Announcement: major storage node release (potential config changes needed!)

Hello everyone!

If you’ve been following the forum closely, you may have noticed three separate things:

But if you haven’t been following the forum as closely, this thread is for you!

Big performance changes for nodes in v1.104.x

v1.104.1 has started rolling out, and it includes some major performance improvements for storage nodes. Many of the nodes we’ve tested have gone from being able to handle under 100 uploads/sec to over 1,000 uploads/sec. Some nodes have seen a 100x improvement!

Possible config change necessary

There are a number of changes we’ve made to achieve these performance improvements, but one of the major ones is we’ve stopped using fsync by default. fsync is a feature that makes the storage node software wait until new bytes are completely flushed to the disk hardware. The waiting is the problem, and our system doesn’t actually need every node to write all bytes to disk.

However, if your node is fairly unstable, this may be a regrettable change, as losing bytes could cause audit failures. Most nodes should have no trouble (a node that is shutdown safely will have all bytes flushed to disk by the operating system naturally), but a node that loses power regularly without any kind of backup system could lose data it claims to be responsible for. If this is you, you’ll want to re-enable fsync.

However, keeping fsync disabled is an enormous performance benefit, and will help your node win more upload races.

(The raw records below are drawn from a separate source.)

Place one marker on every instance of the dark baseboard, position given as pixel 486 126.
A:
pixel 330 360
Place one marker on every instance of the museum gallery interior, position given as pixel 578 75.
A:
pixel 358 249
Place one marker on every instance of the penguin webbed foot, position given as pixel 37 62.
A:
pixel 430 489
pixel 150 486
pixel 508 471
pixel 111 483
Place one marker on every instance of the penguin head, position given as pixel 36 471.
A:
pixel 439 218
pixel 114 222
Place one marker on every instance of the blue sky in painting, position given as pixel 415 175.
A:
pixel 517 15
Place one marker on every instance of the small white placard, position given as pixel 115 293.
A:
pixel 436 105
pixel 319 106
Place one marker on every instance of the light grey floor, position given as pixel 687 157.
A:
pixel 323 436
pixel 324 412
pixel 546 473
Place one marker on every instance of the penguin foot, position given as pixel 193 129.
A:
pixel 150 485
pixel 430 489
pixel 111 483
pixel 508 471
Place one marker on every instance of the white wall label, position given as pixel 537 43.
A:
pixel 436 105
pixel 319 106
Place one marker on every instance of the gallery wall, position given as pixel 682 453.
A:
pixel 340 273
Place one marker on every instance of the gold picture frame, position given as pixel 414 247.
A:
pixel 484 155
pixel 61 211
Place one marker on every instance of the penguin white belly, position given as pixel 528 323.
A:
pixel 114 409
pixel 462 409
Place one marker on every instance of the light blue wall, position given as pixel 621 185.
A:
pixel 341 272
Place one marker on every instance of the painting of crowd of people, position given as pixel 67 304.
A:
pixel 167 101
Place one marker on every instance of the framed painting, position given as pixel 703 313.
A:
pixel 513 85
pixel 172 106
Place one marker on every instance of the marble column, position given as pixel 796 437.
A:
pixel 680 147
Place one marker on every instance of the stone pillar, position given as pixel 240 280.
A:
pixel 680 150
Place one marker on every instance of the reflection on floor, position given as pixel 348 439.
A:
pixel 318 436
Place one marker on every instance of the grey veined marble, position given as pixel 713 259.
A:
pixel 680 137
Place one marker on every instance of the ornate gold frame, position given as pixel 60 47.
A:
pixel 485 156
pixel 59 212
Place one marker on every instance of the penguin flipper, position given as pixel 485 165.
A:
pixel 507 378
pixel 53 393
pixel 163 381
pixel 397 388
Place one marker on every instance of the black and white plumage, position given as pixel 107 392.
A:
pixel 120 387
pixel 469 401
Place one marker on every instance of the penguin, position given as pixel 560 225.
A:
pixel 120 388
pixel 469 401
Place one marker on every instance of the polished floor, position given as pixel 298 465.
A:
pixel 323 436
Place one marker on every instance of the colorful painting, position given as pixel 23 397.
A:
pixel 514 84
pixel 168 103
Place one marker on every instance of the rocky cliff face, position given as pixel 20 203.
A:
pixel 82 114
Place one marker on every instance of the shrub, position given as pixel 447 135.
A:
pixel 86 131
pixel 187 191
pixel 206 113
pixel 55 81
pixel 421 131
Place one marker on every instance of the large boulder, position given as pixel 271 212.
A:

If you enable fsync you run the risk of losing most upload races.

Summary:

  • With fsync disabled (default): much faster performance, but make sure to shut your node’s operating system off safely.
  • With fsync enabled (former default): slower, more likely to lose races, but should be okay if your node’s operating system regularly shuts down unsafely.

If you want to enable fsync, you’ll need to start your node with --filestore.force-sync=true (or filestore.force-sync: true in the config file)

Thanks!

Please let us know what your experience is like with v1.104.x. As this rollout progresses we’re excitedly watching many graphs, but we’d be thrilled if you shared yours!

11 Likes

I guess you mean enable?

1 Like

Oops! Thanks, fixed.

Sorry if I’m being dense, but just for clarification.

Even though fsync is disabled by default we still need to add filestore.force-sync: true to the config file to disable it?

If you are running your storage node with storage2.piece-scan-on-startup: false you need to run the piece scan on startup once after updating to the new version. It isn’t critical. Ther was a bug in the current version with the size of the trash folder not matching the actual size and also impacting the free space. The new version contains a fix for that but you need to run the piece scan at least once to correct the free space value.

7 Likes

I think you meant if you want to enable fsync it’s true.

3 Likes

I hope so, otherwise I’m confused :smile:

2 Likes

That’s right, it should be turned off by default

1 Like

This is the default as generated by storagenode setup:

# if true, force disk synchronization and atomic writes
# filestore.force-sync: false
1 Like

I’ve seen a couple nodes moved from 1.102 → 1.104 already: thanks for not allowing downgrades to happen this time!

looking at version.storj.io, minimum is 1.101.3, so it may get downgraded to an even lower number than before.

2 Likes

Suggested is v1.104.1 so that’s the version being rolled out.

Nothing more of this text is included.